Au Mali, la rareté des pluies perturbe les récoltes
14 septembre 2026
Outre l'insécurité et les retards dans la distribution des engrais subventionnés par l'Etat, les conditions météorologiques dues au changement climatique pourraient troubler le bon fonctionnement de la campagne agricole en cours au Mali.
Selon les spécialistes, ce sont toutefois des quantités de pluie supérieures à la moyenne mais mal réparties sur l'ensemble du territoire, qui sont en cause. Une situation qui affecte les agriculteurs.
Des agriculteurs résignés
Mahamadou cultive trois hectares de maïs à Dara dans la commune de Mountougoula située à une trentaine de kilomètres de Bamako par la route.
Cette céréale est prisée aussi bien dans l'alimentation, dans l'économie rurale que dans la sécurité alimentaire des ménages maliens.
Dans la zone où habite Mahamadou, au moins 90% des agriculteurs de maïs ont été affectés par la rareté des pluies. Les deux dernières grosses pluies enregistrées à Mountougoula remontent au mois d'août dernier.
"Lorsque le maïs atteint l'étape de l'apparition des soies, c'est-à-dire sa floraison femelle, il a besoin d'une grande quantité d'eau pour sa croissance. Malheureusement, c'est à ce moment-là que la pluie s'est faite rare. On ne peut donc plus rien espérer de la culture du maïs en cette fin de la saison pluvieuse", explique l'agriculteur.
"Nous n'avons jamais vécu ce genre de phénomène dans notre village. Nous avons par exemple, un cours d'eau ici, avant. Pendant l'hivernage, personne ne pouvait le traverser à pied. Aujourd'hui, on le traverse avec une grande facilité."
Comme à son habitude, Fousseyni a aussi cultivé du maïs cette année sur trois hectares dans sa localité de Baguineda, à environ une heure de route de la capitale malienne.
Celui-ci a aussi planté du riz sur deux hectares dans cette importante zone rizicole du pays.

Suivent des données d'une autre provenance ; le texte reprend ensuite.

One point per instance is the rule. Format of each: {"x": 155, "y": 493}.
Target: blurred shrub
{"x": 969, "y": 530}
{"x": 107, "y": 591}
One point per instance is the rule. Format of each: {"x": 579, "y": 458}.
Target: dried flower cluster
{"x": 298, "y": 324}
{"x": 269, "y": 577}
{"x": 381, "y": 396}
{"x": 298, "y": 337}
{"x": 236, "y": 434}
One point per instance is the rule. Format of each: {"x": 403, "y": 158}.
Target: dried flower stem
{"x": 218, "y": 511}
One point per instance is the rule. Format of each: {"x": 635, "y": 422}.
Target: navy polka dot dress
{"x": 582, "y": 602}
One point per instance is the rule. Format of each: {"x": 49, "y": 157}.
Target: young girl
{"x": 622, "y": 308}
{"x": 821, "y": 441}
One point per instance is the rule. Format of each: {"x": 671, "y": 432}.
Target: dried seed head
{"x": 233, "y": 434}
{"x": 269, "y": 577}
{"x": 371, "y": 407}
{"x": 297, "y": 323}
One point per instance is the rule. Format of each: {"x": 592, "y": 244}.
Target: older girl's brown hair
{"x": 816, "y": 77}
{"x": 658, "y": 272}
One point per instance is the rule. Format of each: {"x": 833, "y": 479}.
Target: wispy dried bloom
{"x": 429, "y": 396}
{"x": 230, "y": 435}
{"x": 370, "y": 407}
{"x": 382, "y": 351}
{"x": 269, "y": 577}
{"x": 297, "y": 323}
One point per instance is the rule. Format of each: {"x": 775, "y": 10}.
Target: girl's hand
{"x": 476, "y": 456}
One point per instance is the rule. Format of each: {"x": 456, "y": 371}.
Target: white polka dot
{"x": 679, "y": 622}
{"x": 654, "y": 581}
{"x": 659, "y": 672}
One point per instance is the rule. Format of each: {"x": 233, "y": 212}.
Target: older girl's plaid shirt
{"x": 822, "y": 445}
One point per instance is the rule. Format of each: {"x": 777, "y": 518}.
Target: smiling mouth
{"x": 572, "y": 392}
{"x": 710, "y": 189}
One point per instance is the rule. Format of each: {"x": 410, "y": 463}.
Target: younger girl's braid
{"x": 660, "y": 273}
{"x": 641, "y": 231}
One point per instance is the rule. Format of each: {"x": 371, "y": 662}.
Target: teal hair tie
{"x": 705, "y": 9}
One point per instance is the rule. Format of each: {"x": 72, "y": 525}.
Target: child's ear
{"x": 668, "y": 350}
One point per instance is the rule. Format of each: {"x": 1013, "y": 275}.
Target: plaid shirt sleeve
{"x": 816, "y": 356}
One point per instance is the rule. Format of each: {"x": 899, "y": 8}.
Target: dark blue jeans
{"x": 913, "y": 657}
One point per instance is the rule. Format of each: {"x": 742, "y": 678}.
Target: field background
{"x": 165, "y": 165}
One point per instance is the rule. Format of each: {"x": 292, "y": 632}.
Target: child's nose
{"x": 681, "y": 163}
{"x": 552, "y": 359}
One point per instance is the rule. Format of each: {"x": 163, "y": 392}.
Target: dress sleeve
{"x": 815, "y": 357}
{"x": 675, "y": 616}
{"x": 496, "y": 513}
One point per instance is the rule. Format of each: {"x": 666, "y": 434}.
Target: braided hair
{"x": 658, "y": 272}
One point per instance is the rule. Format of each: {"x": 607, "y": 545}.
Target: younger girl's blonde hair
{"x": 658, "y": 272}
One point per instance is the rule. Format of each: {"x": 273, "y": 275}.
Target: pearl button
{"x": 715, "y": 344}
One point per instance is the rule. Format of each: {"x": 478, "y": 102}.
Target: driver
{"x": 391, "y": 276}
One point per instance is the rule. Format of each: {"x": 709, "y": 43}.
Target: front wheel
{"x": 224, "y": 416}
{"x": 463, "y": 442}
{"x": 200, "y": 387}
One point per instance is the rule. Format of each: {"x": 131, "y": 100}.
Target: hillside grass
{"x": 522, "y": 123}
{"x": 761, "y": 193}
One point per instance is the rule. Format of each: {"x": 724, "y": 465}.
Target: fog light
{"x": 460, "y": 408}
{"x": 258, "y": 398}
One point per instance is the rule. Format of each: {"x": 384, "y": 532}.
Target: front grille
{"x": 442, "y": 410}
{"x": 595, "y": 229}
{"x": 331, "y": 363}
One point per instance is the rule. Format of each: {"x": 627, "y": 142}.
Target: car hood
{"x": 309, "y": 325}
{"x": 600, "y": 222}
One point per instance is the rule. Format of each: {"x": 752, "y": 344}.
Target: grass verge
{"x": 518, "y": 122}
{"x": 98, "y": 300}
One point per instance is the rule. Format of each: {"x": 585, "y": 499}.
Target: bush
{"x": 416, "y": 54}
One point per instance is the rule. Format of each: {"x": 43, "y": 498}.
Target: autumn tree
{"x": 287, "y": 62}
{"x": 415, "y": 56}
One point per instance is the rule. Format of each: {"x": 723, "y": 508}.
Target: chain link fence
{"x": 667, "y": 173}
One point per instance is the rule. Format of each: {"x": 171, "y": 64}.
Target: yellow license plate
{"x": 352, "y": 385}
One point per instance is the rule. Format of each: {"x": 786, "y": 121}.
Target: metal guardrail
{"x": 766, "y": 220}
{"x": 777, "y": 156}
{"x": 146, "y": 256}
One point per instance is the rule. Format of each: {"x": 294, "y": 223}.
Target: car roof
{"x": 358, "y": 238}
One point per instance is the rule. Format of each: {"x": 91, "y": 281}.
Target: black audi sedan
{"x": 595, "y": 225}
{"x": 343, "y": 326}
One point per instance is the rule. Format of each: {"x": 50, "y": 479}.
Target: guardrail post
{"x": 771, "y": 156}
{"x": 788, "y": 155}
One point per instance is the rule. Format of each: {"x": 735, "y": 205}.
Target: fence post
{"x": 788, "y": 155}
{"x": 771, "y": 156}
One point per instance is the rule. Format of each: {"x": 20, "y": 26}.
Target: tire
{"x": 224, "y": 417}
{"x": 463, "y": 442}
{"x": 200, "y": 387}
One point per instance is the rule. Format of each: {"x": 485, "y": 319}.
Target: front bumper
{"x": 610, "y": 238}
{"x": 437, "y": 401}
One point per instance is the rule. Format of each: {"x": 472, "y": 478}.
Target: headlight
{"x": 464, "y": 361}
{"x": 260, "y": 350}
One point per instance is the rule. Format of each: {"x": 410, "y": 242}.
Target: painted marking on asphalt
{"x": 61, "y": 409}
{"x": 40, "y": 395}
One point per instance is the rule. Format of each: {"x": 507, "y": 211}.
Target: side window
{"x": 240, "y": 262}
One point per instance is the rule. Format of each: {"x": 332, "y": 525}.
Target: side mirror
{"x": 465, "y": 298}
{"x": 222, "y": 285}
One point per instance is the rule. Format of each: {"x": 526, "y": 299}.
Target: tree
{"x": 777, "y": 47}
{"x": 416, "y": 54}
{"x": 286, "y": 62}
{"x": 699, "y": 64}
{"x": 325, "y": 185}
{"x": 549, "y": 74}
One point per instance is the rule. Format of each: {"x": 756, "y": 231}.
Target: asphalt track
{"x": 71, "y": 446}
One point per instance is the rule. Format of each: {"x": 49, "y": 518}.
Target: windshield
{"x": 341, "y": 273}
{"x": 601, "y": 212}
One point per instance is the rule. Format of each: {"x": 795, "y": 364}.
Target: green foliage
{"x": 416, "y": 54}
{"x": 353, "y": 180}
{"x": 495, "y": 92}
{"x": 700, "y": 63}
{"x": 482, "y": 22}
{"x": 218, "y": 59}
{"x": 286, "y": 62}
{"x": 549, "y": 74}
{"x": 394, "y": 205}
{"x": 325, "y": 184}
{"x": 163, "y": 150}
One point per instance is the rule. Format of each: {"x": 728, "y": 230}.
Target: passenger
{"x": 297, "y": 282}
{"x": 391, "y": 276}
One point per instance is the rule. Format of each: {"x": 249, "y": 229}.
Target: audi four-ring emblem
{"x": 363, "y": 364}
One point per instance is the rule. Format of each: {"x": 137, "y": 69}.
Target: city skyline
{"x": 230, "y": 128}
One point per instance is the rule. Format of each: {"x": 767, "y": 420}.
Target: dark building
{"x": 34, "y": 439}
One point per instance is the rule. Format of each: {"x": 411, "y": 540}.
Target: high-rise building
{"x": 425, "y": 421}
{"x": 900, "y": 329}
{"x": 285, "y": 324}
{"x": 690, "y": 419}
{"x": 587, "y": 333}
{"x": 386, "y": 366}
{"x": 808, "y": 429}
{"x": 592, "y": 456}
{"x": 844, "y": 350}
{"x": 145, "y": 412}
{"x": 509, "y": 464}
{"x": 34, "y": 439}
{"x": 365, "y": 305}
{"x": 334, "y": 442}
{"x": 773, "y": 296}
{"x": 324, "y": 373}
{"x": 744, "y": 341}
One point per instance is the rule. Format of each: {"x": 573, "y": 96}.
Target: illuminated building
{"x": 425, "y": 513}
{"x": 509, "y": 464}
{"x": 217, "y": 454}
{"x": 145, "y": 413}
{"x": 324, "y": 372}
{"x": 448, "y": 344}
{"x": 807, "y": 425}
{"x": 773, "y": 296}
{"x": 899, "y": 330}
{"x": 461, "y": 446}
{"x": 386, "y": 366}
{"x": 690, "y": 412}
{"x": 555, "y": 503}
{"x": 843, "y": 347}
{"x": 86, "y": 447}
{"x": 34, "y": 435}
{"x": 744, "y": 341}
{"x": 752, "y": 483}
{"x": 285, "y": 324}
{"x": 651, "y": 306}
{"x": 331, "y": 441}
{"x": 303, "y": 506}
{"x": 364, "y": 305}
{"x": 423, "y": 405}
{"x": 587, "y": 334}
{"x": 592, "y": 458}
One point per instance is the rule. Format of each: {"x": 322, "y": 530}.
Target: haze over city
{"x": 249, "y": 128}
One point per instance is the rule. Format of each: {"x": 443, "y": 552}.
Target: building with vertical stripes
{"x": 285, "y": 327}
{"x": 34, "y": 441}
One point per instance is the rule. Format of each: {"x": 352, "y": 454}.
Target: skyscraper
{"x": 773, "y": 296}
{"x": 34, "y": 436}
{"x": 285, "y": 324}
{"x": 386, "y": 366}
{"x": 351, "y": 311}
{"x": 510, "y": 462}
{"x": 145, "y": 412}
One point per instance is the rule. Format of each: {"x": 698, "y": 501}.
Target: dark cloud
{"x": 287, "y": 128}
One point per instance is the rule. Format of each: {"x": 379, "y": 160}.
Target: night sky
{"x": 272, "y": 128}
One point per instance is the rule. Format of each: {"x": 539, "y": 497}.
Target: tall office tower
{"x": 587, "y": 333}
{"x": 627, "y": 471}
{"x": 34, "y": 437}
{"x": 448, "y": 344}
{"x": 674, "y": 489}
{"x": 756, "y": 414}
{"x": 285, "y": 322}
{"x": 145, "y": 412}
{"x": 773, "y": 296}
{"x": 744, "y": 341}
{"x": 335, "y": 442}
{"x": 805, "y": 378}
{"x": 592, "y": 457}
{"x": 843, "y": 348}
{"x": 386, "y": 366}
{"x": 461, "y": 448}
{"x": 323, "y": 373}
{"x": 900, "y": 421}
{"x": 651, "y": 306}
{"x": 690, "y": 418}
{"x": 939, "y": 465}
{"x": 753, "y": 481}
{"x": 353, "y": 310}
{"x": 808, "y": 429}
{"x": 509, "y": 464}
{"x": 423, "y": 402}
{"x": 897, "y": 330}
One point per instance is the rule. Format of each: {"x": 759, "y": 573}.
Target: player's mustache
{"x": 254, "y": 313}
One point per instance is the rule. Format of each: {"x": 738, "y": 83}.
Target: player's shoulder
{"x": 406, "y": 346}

Il déclare avoir délaissé son champ de maïs qui ne sera pas productif en raison du manque de pluie.
"Durant tout le mois d'août, qu'on appelle ici, « mois de la pluie en abondance », il n'a plu qu'une seule fois. Nous avons presque tout perdu", assure-t-il.
Mais l'avantage de la culture du riz, selon Fousseyni, "c'était l'apport des intrants agricoles comme les engrais, que nous n'avons pas obtenus cette année de la part de l'Etat qui les subventionne. Sinon, même avec cette rareté des pluies, on pouvait compter sur l'eau du canal issu du système d'irrigation de l'office du périmètre irrigué de Baguineda. Le manque d'engrais ne nous facilite pas la tâche. Là où on doit utiliser dix sacs d'engrais, si on ne met que deux ou trois, il n'y aura pas un meilleur rendement. "
Pour Fousseyni, en l'absence de la subvention de l'Etat, il est difficile pour un paysan ordinaire de s'offrir 10 sacs de riz au prix unitaire de plus de 25.000 francs CFA.
Des pluies annoncées
Après une visite de terrain début septembre dans la région de Diola, dans le sud, zone cotonnière par excellence, le ministre de l'Agriculture Ibrahima Samaké reconnaît pour sa part des retards dans la distribution des intrants et notamment des engrais, ou encore des difficultés liées à la répartition des pluies, mais rassure sur l'état des parcelles, qu'il juge satisfaisant.
D'après Mali Météo, les prochains jours seront marqués par des pluies soudaines et isolées, abondantes et de courte durée ainsi qu'un ciel nuageux qui se poursuivront dans le sud, notamment à Bamako et le centre du pays.